A completely different question is whether such a missile is enough to collapse such a structure? Without accurate engineering calculations it is difficult to speak with full confidence, and yet I venture to say no. Damaging the canvas or bridge structure, making it difficult or even temporarily impossible to move along it - yes, for this a warhead weighing 150 kilograms is enough. But if more can be achieved, it is only as a result of a massive attack with the simultaneous hit of several dozen missiles in the bridge. Which, you see, is rather problematic: missiles will have to fly through the territory of the Russian Federation and will probably be shot down in large numbers by anti-aircraft fire and aircraft.

Moreover, we can confidently say that at least some chance of success for such an adventure is only in the case of its complete surprise. Otherwise, air defense units, ships and aircraft ready to repel the attack will knock down all missiles launched towards the bridge.

As for the political and military consequences of such a provocation, they are quite obvious.
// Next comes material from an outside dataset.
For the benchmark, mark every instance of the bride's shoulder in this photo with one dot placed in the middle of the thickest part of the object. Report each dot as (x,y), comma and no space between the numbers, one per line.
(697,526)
Nevertheless, we will try to outline just one likely scenario ...

After a missile strike on the bridge, the hands of the Russian leadership will be untied. The Ukrainian side will immediately receive a series of air and missile attacks, which will destroy both the launchers of missiles seen in the provocation and other critical military infrastructure of Ukraine on the left bank of the Dnieper. It will surely be air defense facilities, large arms depots, military airfields and military units. Further, without introducing ground units, Russia, through the UN Security Council or unilaterally, like the Americans, will establish a “no-fly zone” over the territories from which a strike against the Russian Federation is possible. Further, in strict accordance with the American manuals, the patrolling of this zone by Russian aviation will begin with the destruction of everything that can shoot and resist. But I don’t even want to discuss the next “land” response of Russia ...

In general, if Ukraine wants to commit suicide, it definitely needs to bombard the Crimean bridge or some other facility on the territory of the Russian Federation. Moreover, the Russian military will even try to miss one or two missiles to the target, so that the picture for the world media is high-quality, leaving no doubt.

Summing up, I want to say: the very desire of Ukraine to have RCC is not something bad or illegal. Moreover, it was even a little paradoxical - the "most powerful army in Europe" did not have at all a single anti-ship missile in its arsenal. And let it be better to rivet the worsened version of the anti-ship missiles thirty years ago than to buy something really modern and dangerous from France, Norway or Italy.

The main thing is that absolutely noisy "hawks" should not be allowed to make decisions.